Desde este planteamiento se deduce que para hablar de intervención psicopedagógica de carácter sistémico es necesario, como plantean VIDAL y MANJÓN (2002), que la misma posea al menos las tres condiciones siguientes:

a) Consideración de todos los <<casos>>, más conocidos como situaciones problemáticas, como sistemas en los que están incidiendo multitud de variables que mantienen entre sí relaciones interactivas, especialmente de carácter contextual (educativas y familiares).

Dicho de otro modo, se trata de realizar un análisis sobre las relaciones e interacciones que se producen entre todos los elementos que configuran el sistema y otros que, pese a estar fuera de él, tienen una incidencia intensa.

b) La necesidad de realizar <<análisis minuciosos y detallados de los contextos>> en los que se produce la situación problemática, y nunca <<análisis de sujetos>>, aunque es necesario incluir a éstos como elementos del contexto.
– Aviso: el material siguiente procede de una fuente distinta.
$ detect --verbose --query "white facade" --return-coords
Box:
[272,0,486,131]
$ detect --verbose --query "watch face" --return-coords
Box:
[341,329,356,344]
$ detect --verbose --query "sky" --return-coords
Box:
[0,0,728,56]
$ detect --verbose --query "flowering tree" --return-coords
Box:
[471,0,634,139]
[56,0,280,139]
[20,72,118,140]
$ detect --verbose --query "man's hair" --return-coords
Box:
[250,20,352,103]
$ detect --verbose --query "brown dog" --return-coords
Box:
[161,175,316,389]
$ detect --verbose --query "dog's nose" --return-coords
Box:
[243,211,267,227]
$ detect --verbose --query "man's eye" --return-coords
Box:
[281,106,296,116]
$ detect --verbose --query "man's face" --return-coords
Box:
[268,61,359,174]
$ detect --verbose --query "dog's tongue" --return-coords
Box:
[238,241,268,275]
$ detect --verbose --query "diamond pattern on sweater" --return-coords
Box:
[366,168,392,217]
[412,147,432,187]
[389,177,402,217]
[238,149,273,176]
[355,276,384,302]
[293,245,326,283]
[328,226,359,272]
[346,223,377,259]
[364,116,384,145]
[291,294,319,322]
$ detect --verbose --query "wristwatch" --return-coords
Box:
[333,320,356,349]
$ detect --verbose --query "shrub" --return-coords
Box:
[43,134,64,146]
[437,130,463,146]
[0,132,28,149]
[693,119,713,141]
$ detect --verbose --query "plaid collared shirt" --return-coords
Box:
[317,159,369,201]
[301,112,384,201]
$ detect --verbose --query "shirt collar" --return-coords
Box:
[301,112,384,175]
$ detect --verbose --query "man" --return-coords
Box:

c) La intervención psicopedagógica debería responder con medidas educativas (a ser posible incardinadas en el currículum ordinario) tanto a nivel del propio sujeto como a nivel institucional-contextual (profesor, centro, aula, familia, etc.)

Este planteamiento, frente a los modelos clásicos en que el técnico especialista de la intervención se constituye con frecuencia en consultor que asesora a un mediador (padre, profesor, educador, voluntario, etc…) para así extender su acción a los destinatarios de su intervención que de otro modo no tendrían escasas oportunidades de recibir ayuda, la intervención sistémica permite al psicopedagogo fijar su intervención en el seno de los procesos de enseñanza y aprendizaje, definirse a sí mismo como alguien que puede colaborar con los docentes y que a su vez requiere la colaboración de éstos para llevar a cabo su trabajo, negociar con otros profesionales y personas implicadas en el sistema, delimitar su función como psicopedagogo u orientador, las tares que va a desempeñar en la institución, y los niveles en que se sitúan.
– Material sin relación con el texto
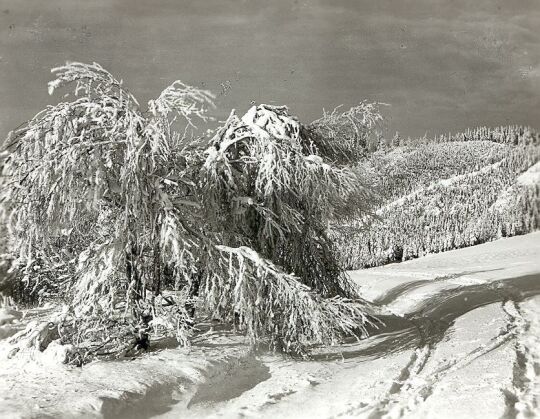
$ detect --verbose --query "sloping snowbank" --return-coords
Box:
[0,233,540,418]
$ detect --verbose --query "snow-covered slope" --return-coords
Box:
[0,232,540,418]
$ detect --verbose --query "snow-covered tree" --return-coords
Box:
[1,63,378,361]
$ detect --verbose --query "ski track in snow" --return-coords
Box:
[0,233,540,419]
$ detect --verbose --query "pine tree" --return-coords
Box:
[1,63,380,362]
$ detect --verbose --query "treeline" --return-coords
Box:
[336,127,540,269]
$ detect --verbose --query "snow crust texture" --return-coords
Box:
[0,233,540,418]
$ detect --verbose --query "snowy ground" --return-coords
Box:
[0,232,540,418]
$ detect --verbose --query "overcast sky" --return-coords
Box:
[0,0,540,137]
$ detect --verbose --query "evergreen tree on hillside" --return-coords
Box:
[1,63,380,362]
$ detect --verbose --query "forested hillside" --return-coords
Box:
[335,126,540,269]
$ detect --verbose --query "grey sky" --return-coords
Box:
[0,0,540,137]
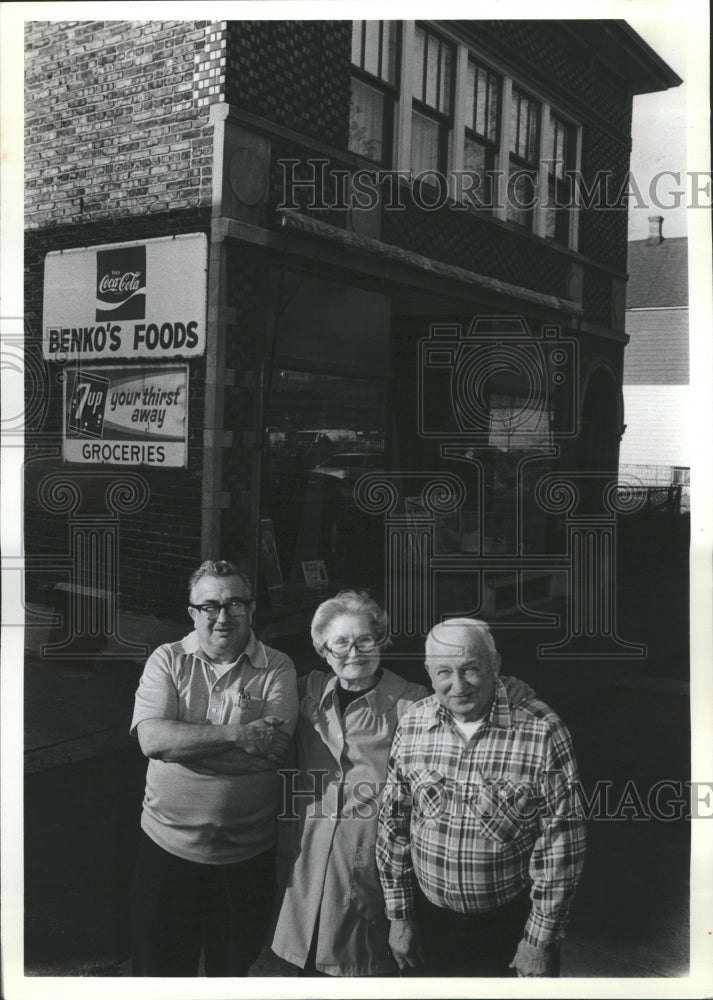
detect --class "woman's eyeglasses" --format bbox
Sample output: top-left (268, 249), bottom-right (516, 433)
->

De lo expuesto, se deduce que el psicopedagogo ha de realizar su labor en las siguientes dimensiones:

– El alumno en relación con: él mismo, el programa, el profesor.

– El profesor en relación con: el alumno, otros profesores, la dirección.

– La escuela en relación con: las familias, el barrio, otras instituciones.

Por ello los cambios que se han de producir en la escuela pretenden que la intervención psicopedagógica consiga sus fines a través de la contribución, colaboración e interacción de todos los agentes implicados.

3.3. CONSTRUCCIÓN DE UN MODELO SISTÉMICO DE INTERVENCIÓN EN EL ÁMBITO EDUCATIVO.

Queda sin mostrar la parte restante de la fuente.